How do you find the critical points for f(x)= 6x^(2/3) + x^(5/3)?

Jan 12, 2016

$x = - \frac{12}{5} , 0$

Explanation:

Use the power rule.

$f ' \left(x\right) = \frac{2}{3} \left(6 {x}^{- \frac{1}{3}}\right) + \frac{5}{3} {x}^{\frac{2}{3}}$

$f ' \left(x\right) = \frac{4}{x} ^ \left(\frac{1}{3}\right) + \frac{5}{3} {x}^{\frac{2}{3}}$

$f ' \left(x\right) = \frac{4}{x} ^ \left(\frac{1}{3}\right) + \frac{5 x}{3 {x}^{\frac{1}{3}}}$

$f ' \left(x\right) = \frac{12 + 5 x}{3 {x}^{\frac{1}{3}}}$

Notice that writing the derivative in this form makes finding critical values much simpler.

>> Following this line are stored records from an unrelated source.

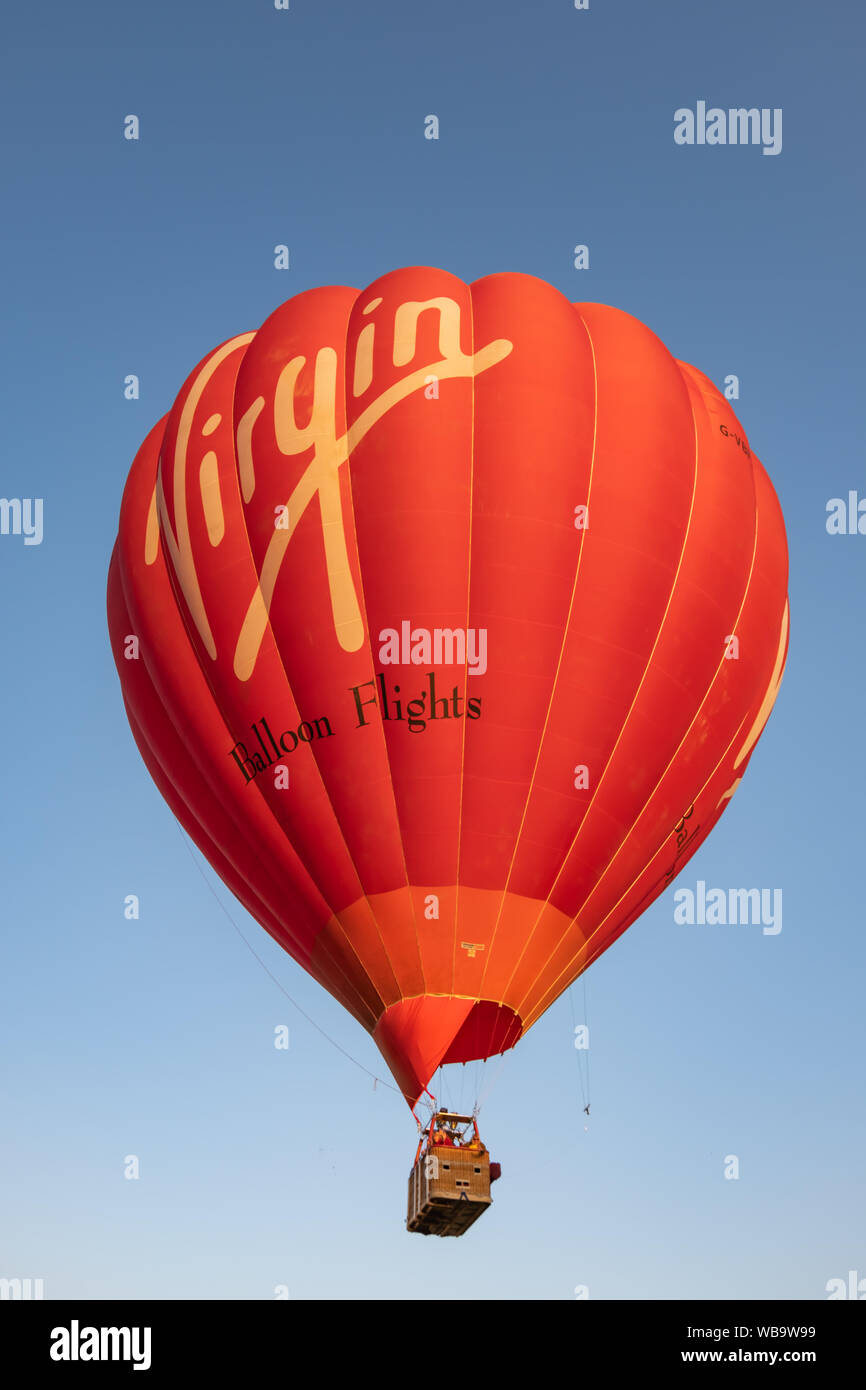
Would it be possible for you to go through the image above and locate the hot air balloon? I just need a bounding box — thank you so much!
[108,267,788,1234]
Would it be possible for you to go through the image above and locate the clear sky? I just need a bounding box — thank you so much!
[0,0,866,1300]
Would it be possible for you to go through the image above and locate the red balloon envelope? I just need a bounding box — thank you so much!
[108,267,788,1104]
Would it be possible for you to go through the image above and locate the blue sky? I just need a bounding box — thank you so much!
[0,0,866,1300]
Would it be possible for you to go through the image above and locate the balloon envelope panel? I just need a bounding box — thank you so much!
[108,267,788,1104]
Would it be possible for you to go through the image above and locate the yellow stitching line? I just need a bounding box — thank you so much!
[160,334,399,1008]
[129,448,375,1019]
[450,285,484,999]
[506,334,698,1004]
[481,304,598,1043]
[338,286,427,1000]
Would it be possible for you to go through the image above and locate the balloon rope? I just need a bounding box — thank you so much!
[175,820,405,1095]
[569,979,589,1109]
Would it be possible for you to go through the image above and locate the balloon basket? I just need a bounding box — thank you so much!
[406,1111,499,1236]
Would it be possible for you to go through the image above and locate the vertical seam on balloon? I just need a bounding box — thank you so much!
[160,334,399,1008]
[337,286,427,999]
[481,304,598,1050]
[511,363,760,1016]
[450,276,484,994]
[120,472,384,1028]
[506,336,698,1004]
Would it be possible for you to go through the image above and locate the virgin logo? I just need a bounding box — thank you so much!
[146,296,514,681]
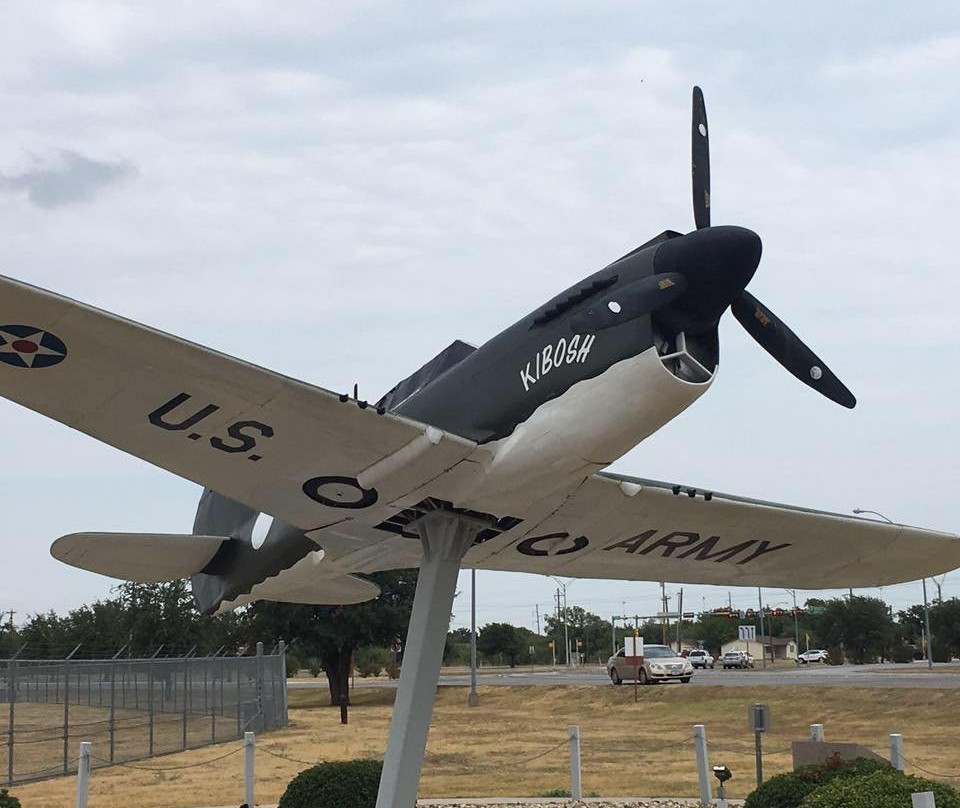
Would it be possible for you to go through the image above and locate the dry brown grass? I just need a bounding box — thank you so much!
[13,685,960,808]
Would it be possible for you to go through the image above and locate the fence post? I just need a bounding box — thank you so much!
[569,724,583,800]
[63,657,70,774]
[180,657,190,749]
[693,724,713,805]
[253,642,264,730]
[147,658,155,757]
[890,732,904,772]
[77,741,92,808]
[7,659,17,786]
[243,732,257,808]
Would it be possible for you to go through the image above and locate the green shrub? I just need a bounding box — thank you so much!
[279,760,383,808]
[355,648,394,679]
[0,788,20,808]
[744,756,890,808]
[890,643,913,662]
[800,769,960,808]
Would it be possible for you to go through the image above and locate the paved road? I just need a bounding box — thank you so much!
[290,664,960,690]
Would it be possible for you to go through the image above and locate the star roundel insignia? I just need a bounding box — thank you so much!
[0,325,67,368]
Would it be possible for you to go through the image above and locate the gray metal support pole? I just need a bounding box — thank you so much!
[890,733,906,772]
[693,724,713,805]
[77,741,93,808]
[376,511,485,808]
[753,728,763,788]
[243,732,257,808]
[467,569,480,707]
[569,724,583,801]
[757,586,767,668]
[253,642,264,731]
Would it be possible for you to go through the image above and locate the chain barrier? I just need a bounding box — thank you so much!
[257,746,329,766]
[901,756,960,780]
[90,746,243,772]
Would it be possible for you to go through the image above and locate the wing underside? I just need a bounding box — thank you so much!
[311,474,960,589]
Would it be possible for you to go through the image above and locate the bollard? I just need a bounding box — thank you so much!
[570,724,583,800]
[243,732,257,808]
[890,733,904,772]
[693,724,713,805]
[77,741,93,808]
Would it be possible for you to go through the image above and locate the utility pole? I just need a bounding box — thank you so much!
[550,575,571,668]
[677,587,683,656]
[757,586,767,667]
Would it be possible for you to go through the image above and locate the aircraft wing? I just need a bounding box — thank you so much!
[464,473,960,589]
[311,473,960,589]
[0,276,475,530]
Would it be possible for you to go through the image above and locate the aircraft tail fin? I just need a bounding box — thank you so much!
[50,533,230,583]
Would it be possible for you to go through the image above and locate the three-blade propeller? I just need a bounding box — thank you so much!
[681,87,857,409]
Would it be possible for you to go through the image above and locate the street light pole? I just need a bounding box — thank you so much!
[853,508,933,668]
[787,589,800,660]
[467,568,480,707]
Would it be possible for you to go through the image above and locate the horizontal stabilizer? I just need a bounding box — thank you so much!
[50,533,229,583]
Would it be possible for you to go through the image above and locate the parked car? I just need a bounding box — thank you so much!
[687,648,717,669]
[723,651,753,670]
[607,645,693,685]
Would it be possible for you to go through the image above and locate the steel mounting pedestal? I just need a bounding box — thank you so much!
[377,511,488,808]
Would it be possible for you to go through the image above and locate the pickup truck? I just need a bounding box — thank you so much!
[687,648,717,670]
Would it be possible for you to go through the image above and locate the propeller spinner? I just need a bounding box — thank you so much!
[645,87,857,409]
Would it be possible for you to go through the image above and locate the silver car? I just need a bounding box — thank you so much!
[607,645,693,685]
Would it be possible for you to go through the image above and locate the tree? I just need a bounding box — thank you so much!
[817,596,893,665]
[251,569,417,707]
[477,623,526,668]
[932,598,960,655]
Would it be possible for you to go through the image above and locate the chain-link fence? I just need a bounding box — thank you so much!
[0,643,287,784]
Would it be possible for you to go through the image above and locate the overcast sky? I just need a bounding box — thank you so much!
[0,0,960,644]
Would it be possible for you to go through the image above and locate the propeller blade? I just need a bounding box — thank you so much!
[570,272,688,334]
[730,291,857,410]
[690,87,710,230]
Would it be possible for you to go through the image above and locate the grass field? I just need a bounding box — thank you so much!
[12,685,960,808]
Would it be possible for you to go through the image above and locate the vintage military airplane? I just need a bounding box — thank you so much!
[0,88,960,612]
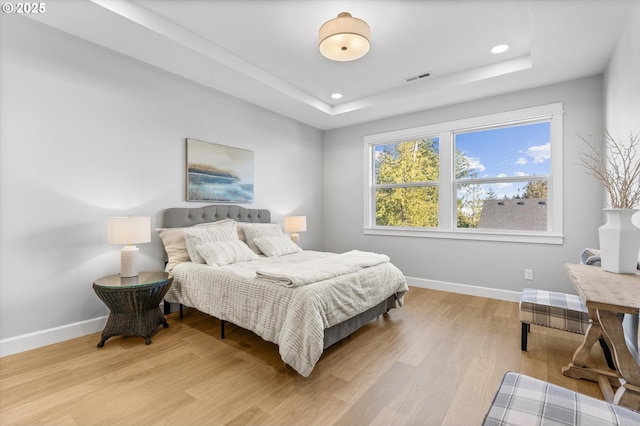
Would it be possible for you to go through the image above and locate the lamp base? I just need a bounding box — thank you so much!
[120,246,140,278]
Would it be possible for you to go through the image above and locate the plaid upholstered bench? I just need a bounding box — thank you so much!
[520,288,591,351]
[520,288,615,370]
[482,371,640,426]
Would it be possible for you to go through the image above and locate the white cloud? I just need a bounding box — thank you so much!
[467,157,486,172]
[527,143,551,163]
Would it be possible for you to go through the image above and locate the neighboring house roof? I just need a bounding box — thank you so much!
[478,198,547,231]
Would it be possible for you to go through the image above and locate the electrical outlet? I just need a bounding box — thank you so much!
[524,269,533,281]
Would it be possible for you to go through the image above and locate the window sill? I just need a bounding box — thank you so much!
[364,227,564,244]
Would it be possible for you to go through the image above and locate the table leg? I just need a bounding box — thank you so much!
[571,317,602,367]
[562,316,620,387]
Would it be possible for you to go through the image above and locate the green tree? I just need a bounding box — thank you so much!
[375,138,440,227]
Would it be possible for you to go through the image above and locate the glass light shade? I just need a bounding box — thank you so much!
[284,216,307,232]
[319,12,371,61]
[107,216,151,244]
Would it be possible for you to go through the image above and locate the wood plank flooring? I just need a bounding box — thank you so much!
[0,287,606,425]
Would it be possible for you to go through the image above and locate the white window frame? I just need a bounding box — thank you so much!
[363,102,564,244]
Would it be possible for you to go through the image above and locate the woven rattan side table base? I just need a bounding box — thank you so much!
[93,272,173,348]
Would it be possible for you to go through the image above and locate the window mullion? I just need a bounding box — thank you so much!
[438,131,456,231]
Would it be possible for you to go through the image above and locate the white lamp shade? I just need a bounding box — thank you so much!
[319,12,371,62]
[107,216,151,244]
[284,216,307,232]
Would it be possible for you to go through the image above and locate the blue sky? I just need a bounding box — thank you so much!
[375,121,551,198]
[455,122,551,198]
[456,122,550,177]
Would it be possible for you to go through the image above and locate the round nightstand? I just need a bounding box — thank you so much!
[93,272,173,348]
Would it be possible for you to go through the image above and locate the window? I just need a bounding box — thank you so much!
[365,104,562,244]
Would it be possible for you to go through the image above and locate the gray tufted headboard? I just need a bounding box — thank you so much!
[162,204,271,228]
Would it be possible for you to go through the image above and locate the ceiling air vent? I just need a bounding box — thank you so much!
[405,71,431,83]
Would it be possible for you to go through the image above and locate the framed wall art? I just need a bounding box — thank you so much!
[187,138,253,203]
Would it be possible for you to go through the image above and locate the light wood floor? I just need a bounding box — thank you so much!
[0,287,604,426]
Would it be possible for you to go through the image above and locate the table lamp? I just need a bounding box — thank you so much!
[284,216,307,244]
[107,216,151,277]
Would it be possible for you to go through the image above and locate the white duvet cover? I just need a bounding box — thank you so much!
[165,250,408,377]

Critical values occur when the derivative either equals zero (the numerator equals zero) or when the derivative does not exist (the denominator equals zero).

$12 + 5 x = 0$

$x = - \frac{12}{5}$

This is a critical value.

$3 {x}^{\frac{1}{3}} = 0$

$x = 0$

This is the other critical value.

The function graphed:

graph{6x^(2/3) + x^(5/3) [-25.58, 32.16, -10.9, 17.97]}

Notice the maximum at $x = - \frac{12}{5}$ and sharp turn when $x = 0$.